Alright, so having donned my smoking jacket, wide-collared shirt and trousers that are too big for 2 of us, let alone just myself, then Nick Corbin‘s album chimes in. The lead track here is ‘Sweet Escape‘, which sounds almost as if treacle is being fed through my speakers, heavily laden with liquorice tobacco, the kind I remember buying as a kid. The artist in question has been described as a “Mod Mike Skinner“, moreover comparisons have been made between Paul Weller and Tom Misch, something I’m sure this artist may find flattering, but to be himself maybe far more deserving? I can hear similarities, but no one artist fully exemplifies what I can hear Tom performing. Go back to the early-mid Seventies and what is coming through is the sound of Northern Soul, a whole heady mix of influences this artist is evoking. Corbin is no stranger to the world of music and although this might be his debut solo affair, he has been the vocalist with Acid Jazz quintet New Street Adventure. This band had been active throughout the 00s, having released 2 full-length albums. The numbers NSA produced seemed a little brighter in their composure, whereas those songs available on Sweet Escape seem deeper and perhaps more introspective. Certainly, the artist has grown with age, taking the experience of this in both his songwriting and musical presentation. These are glorious moments both lyrically and musically, taking big orchestral moments and squeezing these into what is essentially a club sound, but still remaining big in attitude.

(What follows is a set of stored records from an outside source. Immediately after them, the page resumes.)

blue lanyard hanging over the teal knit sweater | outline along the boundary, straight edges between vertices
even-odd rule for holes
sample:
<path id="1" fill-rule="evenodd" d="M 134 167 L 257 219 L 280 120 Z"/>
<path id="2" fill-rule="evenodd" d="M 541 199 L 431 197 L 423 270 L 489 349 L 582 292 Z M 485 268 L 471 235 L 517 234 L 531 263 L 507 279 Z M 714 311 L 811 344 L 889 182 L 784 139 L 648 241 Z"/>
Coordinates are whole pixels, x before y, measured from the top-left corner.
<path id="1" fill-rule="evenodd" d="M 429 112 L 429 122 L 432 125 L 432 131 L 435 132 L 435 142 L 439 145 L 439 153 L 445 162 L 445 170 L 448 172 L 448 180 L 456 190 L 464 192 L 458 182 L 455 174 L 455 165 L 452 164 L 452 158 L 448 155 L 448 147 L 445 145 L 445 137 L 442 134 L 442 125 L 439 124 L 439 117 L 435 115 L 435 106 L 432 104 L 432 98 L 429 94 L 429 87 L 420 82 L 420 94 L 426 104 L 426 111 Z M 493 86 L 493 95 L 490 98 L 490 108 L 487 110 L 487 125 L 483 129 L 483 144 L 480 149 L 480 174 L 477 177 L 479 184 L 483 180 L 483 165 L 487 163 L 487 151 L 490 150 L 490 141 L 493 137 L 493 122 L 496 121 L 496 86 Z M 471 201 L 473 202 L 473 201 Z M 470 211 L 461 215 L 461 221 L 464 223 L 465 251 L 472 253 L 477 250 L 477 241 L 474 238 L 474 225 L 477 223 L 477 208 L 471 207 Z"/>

Songs of love, broken dreams and romances that might never have been are what comes screaming at the listener. From the second number ‘Long Long Gone‘, jealousy is portrayed and the mistakes made during a past romance; I’m sure we’ve all been there? Following on from here is what appears to be the continuation of this story: ‘Can We Do It Again?‘ brings the pace down and the subject of the song is now revisiting what went wrong – Whether to restart or just move on?>
Trying to reason his way out of a split, as he sings, “…masters of deception, amongst our closest friends, they’re crying out for protection and it starts to beg the question. Can we do it again?” Sometimes it seems that in any relationship there are several sides to the story and this is something the artist seems to be exploring.
As this number slides out, a song which is far more hopeful begins and “Sunshine In” strikes up. Our central character can be heard playing cupid as he sings “…Tonight we celebrate new beginnings, there’s no need to wonder when it could end and now that I have you right where I need you, I know we will never be unhappy again, again…“. These silky smooth numbers might seem as slippery as the perpetrator’s tongue, but with saxophone creating the mood music, all will fall under their spell. I have only referenced a few numbers here, but there are many more marvellous moments that I can recommend you explore and as a debut album can certainly see this singer rising to great heights. Funnily enough before playing this album I had been immersing myself in middle 80s Steve Winwood, with which I can draw comparisons: both artists are well versed, some perhaps more than others in writing soulful songs, and this is what comes across. White soul music has been a genre which has been around for a very long time and with new pretenders like Nick Corbin rising through the ranks, one that doesn’t seem to be quitting anytime soon. The more I swim in this album, the more I am falling in love with this singer’s passion for what he’s producing.
Sweet Escape is out now on AC Records.